Il s’agit de rassembler les parties prenantes et de voir ce que les gens veulent, ce qui est possible et envisageable pour qu’une norme – qui, à la différence d’une loi ou d’un règlement, n’est pas obligatoire – soit de facto applicable, parce que le corps social et les citoyens en ont envie. Cela permet de voir comment une règle peut transcrire les contradictions internes à la société.

Charte de la compassion

En France, le terme compassion renvoie à quelque chose de spirituel voire de religieux. Aussi, dans le contexte laïc, il peut paraître étrange ou tabou de parler de compassion.
La notion de compassion me parait pourtant intéressante. J’en reviens au Manifeste convivialiste, qui aborde l’homme sous l’angle de l’altérité.

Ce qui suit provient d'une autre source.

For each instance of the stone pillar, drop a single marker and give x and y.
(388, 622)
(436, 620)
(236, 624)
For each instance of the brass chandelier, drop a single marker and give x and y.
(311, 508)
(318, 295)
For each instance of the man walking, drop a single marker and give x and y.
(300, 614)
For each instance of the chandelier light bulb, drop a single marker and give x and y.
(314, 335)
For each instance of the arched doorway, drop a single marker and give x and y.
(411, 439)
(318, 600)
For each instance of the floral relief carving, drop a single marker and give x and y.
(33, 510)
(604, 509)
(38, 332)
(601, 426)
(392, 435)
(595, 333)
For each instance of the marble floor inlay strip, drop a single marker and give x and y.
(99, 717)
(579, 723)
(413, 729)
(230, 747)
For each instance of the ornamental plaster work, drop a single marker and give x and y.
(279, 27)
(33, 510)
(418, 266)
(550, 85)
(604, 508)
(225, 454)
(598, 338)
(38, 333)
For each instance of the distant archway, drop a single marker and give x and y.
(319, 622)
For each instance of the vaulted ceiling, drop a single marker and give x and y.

À nouveau cette charte n’est pas une injonction à penser.
La compassion, ici, est à comprendre au sens bouddhiste ou taoïste, c’est-à-dire traduit le fait d’être inséré dans la société. On fait partie d’une communauté mondiale, même si l’on apprécie pas l’autre ou si l’on ne partage pas les même visions. Cela implique qu’il faille gérer un certain nombre de contradictions.
La Charte de la compassion fonctionne selon le même principe, défini par le secteur business. Il existe maintenant des programme, dans trois secteurs : éducation, business, ville.

La charte permet de poser une certain nombre de questions. Par exemple dans le secteur business, la charte pose la question de la compassion dans le monde de l’entreprise. Comment fait-on pour vivre ensemble ? De plus en plus, les entreprises mènent des programmes de collaboration, pour développer le bien-être, la qualité de travail et d’innovation. Cela concerne un peu tout ce qui est « co » c’est-à-dire le collaboratif ou le co-working. Les gens n’ont plus envie de travailler en indépendants chez eux. Les tiers-lieux permettent de se retrouver avec d’autres personnes. Un individu n’est jamais isolé socialement. Il a besoin de l’autre pour évoluer.

Soft Law

J’aime bien la Soft Law, que l’on va retrouver au niveau international avec l’ISO, qui me paraît être un mécanisme assez intéressant.

Labels

J’aime bien également au niveau privé la notion de label, sur laquelle j’ai pas mal travaillé. Il s’agit d’établir des labels qui signifient que les actions répondent à un cahier des charges définis par des organismes mondiaux, comme les labels définis par l’OMS dans le secteur de la santé par exemple. Des ONG définissent ces labels et mettent en place des programmes en fonction d’une forme de charte éthique.

Les labels sont une autre façon d’aborder les communs, sous l’angle humain, des contradictions et du non-mesurable, et répondant à une vision plus dynamique.